Q.225. How can you diagnose R.A. occlusion (thrombosis)?

 

A. RAT: [Hematuria + loin pain + LDH. +anuria]. (contralateral reflex spasm).

- The gold standard in Dgx. 👉Angiography.

N.B. Radiographic evaluation of peripheral a. or coronary a. disease often reveals that R.A. lesion are also present (ie, incidentally discovered RAS). Such ptn. do not require therapy directed at R. vasculature since there’s evidence that R.A. revascularization does not improve B.P., R. function, or other outcomes in this setting.   

Q.226. For how long can the kidney afford absence of blood? ⌚⌚

A. Our Kidney can tolerate abs. of blood (e.g. R.A.T.) for 60-90 min. ( h. maximum).

Q.227. What are the most common coagulation disorder in nephrotic syndrome?

A.Two principle” mechanisms are responsible: 

       I.        Activation of G. hemostatic mech.:intraglomeruler thrombin formation”.

     II.        Urinary loss of:  

(1) Antithrombin III.

(2) Plasminogen.

(3) a2-antiplasmin

(4) Free protein S.

-    N.B.: Hypoalbuminemia:

1)   Platelet hyperaggrigability.

2)   Alteration in fibrinolytic system.

3)   Procoagulation proteins.

Q.228. What is the most common complication of atherosclerosis, and what is the most common organ involved ?

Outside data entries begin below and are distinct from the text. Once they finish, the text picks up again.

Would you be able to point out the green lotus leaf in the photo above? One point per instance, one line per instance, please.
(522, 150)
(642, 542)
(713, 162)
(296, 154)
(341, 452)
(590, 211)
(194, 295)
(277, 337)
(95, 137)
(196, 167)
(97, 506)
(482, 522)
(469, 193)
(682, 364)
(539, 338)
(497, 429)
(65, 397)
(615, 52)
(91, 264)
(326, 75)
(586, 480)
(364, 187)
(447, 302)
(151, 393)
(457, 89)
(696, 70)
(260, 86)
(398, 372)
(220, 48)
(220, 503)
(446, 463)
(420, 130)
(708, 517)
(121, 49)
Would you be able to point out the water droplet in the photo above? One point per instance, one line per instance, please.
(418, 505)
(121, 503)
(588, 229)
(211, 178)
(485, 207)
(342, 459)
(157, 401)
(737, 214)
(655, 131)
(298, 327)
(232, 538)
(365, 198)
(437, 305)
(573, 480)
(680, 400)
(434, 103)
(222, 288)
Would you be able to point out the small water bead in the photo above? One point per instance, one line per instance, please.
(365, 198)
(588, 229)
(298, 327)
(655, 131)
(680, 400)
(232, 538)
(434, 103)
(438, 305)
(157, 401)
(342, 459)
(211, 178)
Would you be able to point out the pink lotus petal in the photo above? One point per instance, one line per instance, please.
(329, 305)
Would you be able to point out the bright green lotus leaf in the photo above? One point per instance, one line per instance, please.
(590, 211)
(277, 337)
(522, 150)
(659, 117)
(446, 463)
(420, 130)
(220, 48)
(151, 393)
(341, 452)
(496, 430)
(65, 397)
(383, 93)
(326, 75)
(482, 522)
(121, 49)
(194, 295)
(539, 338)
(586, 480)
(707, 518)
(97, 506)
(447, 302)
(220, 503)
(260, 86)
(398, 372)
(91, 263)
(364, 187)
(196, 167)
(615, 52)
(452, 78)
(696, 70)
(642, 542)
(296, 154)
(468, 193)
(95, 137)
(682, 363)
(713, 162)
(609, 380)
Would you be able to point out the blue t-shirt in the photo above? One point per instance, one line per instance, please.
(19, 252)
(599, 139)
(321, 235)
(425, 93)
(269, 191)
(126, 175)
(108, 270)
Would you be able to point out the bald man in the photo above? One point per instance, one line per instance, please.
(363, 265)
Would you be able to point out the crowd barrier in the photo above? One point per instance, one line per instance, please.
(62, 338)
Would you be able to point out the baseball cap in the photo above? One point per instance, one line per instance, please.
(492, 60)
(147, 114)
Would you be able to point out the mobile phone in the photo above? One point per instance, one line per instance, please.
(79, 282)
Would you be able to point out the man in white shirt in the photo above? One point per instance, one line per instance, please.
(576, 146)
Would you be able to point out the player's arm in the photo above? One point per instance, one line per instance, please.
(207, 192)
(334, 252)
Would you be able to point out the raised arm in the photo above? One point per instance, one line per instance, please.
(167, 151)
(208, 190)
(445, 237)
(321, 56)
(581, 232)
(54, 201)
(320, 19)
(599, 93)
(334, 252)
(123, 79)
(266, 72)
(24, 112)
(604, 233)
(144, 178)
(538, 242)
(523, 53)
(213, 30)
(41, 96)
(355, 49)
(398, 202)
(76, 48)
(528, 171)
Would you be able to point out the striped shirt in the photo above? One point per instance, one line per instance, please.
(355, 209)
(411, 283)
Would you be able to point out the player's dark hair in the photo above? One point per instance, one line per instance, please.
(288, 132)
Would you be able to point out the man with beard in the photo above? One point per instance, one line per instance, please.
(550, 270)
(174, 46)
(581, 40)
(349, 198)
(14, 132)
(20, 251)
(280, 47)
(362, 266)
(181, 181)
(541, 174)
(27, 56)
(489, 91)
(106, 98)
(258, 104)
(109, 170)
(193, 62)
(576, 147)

A. H.T. is the most common complication of atherosclerosis, and Kidney is the most common organ involved in autopsy.

Q.229. What is the most common extrarenal complication of atherosclerosis? What is its significance?

A.Cutaneous” manifestations, it heralds Renal involvement.

Q230. What is the role of APOL1 in evolution of early renal dis. in African Americans?

A.Two separate dis. -causing polymorphisms in apolipoprotein L1 (APOL1) gene found exclusively in African Americans, inherited as autosomal recessive traits confer a higher risk of ESRD. In addition, APOL1mutations are ass. é earlier on-set of kid. dis.. Study: 407 African Americans receiving HDX, ptn. é two mutant alleles were signif. younger at time of DX initiation thn those without any dis.-causing APOL1 mutation (49 vs 62 y.). In a large population based study incl. 1776 African Americans without known kid. dis. (mean age 45 y.s), homozygotes for APOL1 mutations were more likely to hv microalbuminuria (18 vs 9 %) & estimat-ed GFR < 60 mL/ min per1.73 m2 (6 vs 3 %) comp. é other individuals.

Q.231. Explain how is the incidence of vascular calcification increased in CKD?